The Name Game
Can you imagine Mo Williams sinking a game-winning three-pointer for your “Cleveland Towers”? How about watching J.J. Hickson leading your “Cleveland Jays” in scoring, or listening to the sage advice of longtime play-by-play man, Austin Carr – better known as “Mr. Forester”?
Doesn’t quite work, does it?
Just over forty years ago, as part of a contest sponsored by the Plain Dealer, these were three of the five finalists in the search for Cleveland’s first professional basketball team’s new name.
But to borrow a term from today’s vernacular, neither those three nicknames, nor the fourth – (“Presidents”) – had the “swagger” of what eventually became the name of Nick Mileti’s new basketball franchise – the Cleveland Cavaliers.
Back in May of 1970, that masculine moniker was provided by a then-29-year-old district manager named Jerry Tomko, who wrote an essay which, in part, read: “The name Cleveland Cavaliers represents a group of daring fearless men, whose life's pact was never surrender, no matter what the odds.”
(Little did he know that his words would also soon be lyrics in the Wine and Gold’s irrepressible fight song from the same era –“Come On, Cavs.” The tune, penned by local radio personality, Larry Morrow, famously exclaims: “We’ll never surrender/No matter what the odds.”)
Now retired and living in San Diego, Tomko – the father of veteran major league pitcher, Brett Tomko – keeps the winning essay from the PD in a safe box at his home.
“Actually I wrote it in about 20 minutes,” laughed Tomko. “I went to pick my wife (Donna) up and I heard about the contest on the radio. There was a napkin and a pen sitting in the car and I wrote it. Then, when I picked my wife up, I asked her to proofread it.”
(“She still corrects me if I say a word wrong,” joked the grandfather of two. “After 42 years, I guess that’s one of her jobs.”)
Tomko said he felt like “Cavaliers” had a chance when he heard the other four finalists.
“They picked five names and they had a vote on it. When the five names appeared – the other four didn’t sound that good. The odds seemed to be getting better, but it wasn’t a sure thing.”
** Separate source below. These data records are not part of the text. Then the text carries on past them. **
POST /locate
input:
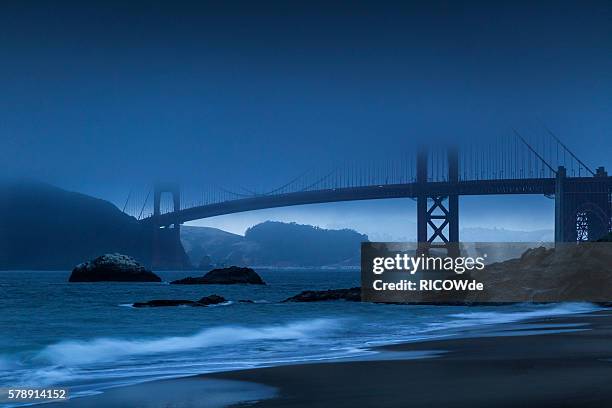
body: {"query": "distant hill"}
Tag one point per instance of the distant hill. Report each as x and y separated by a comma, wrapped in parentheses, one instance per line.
(45, 227)
(275, 244)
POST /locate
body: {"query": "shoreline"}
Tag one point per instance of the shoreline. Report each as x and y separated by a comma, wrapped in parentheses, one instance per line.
(544, 361)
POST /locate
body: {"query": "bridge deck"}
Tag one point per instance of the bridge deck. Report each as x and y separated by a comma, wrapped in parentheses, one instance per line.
(410, 190)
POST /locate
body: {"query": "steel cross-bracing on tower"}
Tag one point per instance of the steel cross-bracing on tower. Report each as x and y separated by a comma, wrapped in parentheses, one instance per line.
(437, 215)
(434, 176)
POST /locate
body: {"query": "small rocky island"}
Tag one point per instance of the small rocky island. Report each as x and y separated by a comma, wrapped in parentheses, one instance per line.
(112, 268)
(224, 276)
(352, 294)
(205, 301)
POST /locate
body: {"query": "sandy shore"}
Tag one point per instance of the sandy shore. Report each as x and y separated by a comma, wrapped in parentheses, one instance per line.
(554, 362)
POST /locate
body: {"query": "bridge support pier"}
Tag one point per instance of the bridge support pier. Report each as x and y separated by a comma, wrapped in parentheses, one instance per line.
(438, 216)
(167, 251)
(582, 209)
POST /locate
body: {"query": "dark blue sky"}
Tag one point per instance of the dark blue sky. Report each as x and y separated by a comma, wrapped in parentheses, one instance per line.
(102, 97)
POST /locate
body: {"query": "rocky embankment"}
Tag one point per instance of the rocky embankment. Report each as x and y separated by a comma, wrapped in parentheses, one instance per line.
(112, 268)
(224, 276)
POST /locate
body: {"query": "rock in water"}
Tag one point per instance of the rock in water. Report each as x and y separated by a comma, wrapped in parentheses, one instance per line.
(112, 268)
(166, 302)
(205, 301)
(352, 294)
(212, 300)
(224, 276)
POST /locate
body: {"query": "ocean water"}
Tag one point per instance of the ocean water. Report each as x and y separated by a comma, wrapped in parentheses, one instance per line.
(87, 337)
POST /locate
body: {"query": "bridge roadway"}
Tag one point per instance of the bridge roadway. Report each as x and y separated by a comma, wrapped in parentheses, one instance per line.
(544, 186)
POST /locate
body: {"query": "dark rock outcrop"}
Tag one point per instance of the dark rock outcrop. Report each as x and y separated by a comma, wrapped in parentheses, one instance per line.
(166, 302)
(224, 276)
(352, 294)
(43, 227)
(112, 268)
(212, 300)
(205, 301)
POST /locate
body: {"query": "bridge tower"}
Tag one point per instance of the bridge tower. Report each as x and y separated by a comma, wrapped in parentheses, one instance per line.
(582, 207)
(167, 251)
(437, 215)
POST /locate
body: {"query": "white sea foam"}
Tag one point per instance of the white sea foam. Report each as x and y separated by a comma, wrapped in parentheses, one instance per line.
(77, 353)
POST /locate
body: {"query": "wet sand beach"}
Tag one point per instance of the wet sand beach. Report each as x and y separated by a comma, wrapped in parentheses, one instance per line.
(551, 362)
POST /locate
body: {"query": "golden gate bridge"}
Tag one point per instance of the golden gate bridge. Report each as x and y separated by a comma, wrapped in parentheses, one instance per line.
(435, 177)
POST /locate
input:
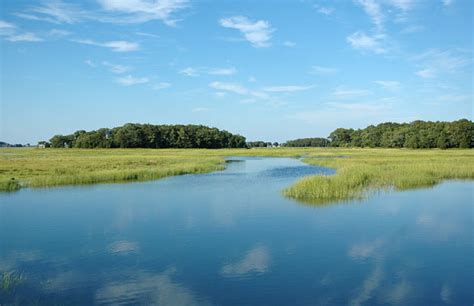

Nearly 6,000 fans voted on the team’s new name, and over a third preferred the alliterative “Cleveland Cavaliers” – who would soon be tipping off their inaugural campaign at the Cleveland Arena.
After being selected as the winner, Tomko received a pair of season tickets for the Cavs maiden voyage in 1970, but not the autographed basketball he was promised by Mileti at the time.
But the current Cavaliers kept the organization’s original word – sending Tomko a basketball signed by the 2009-10 squad, along with a commemorative plaque.
Now, more than four decades later, the Cleveland Cavaliers are one of the most famous franchises in all of sports. Over those years, they’ve represented the gallant, swashbuckling image envisioned by Tomko quite well. And although the Eastlake native is 2400 miles and two time zones away – (not to mention living in Laker Country) – he remains a fan of the club whose name he coined.
“I’m not one of those jump-off-the-bandwagon, who’s-in-first-place type of guys,” said Tomko. “I have two sons, and one is a Lakers fan. So there’s a lot of ribbing going on back and forth.”
This year, the Wine and Gold return to a classic expression of their original look and colors. It’s been a magnificent four decades and although the franchise has changed uniforms, buildings, owners, players and coaches, two things haven’t changed from the day Jerry Tomko wrote an essay on a napkin: They’re still the Cleveland Cavaliers and they still don’t surrender, no matter what the odds.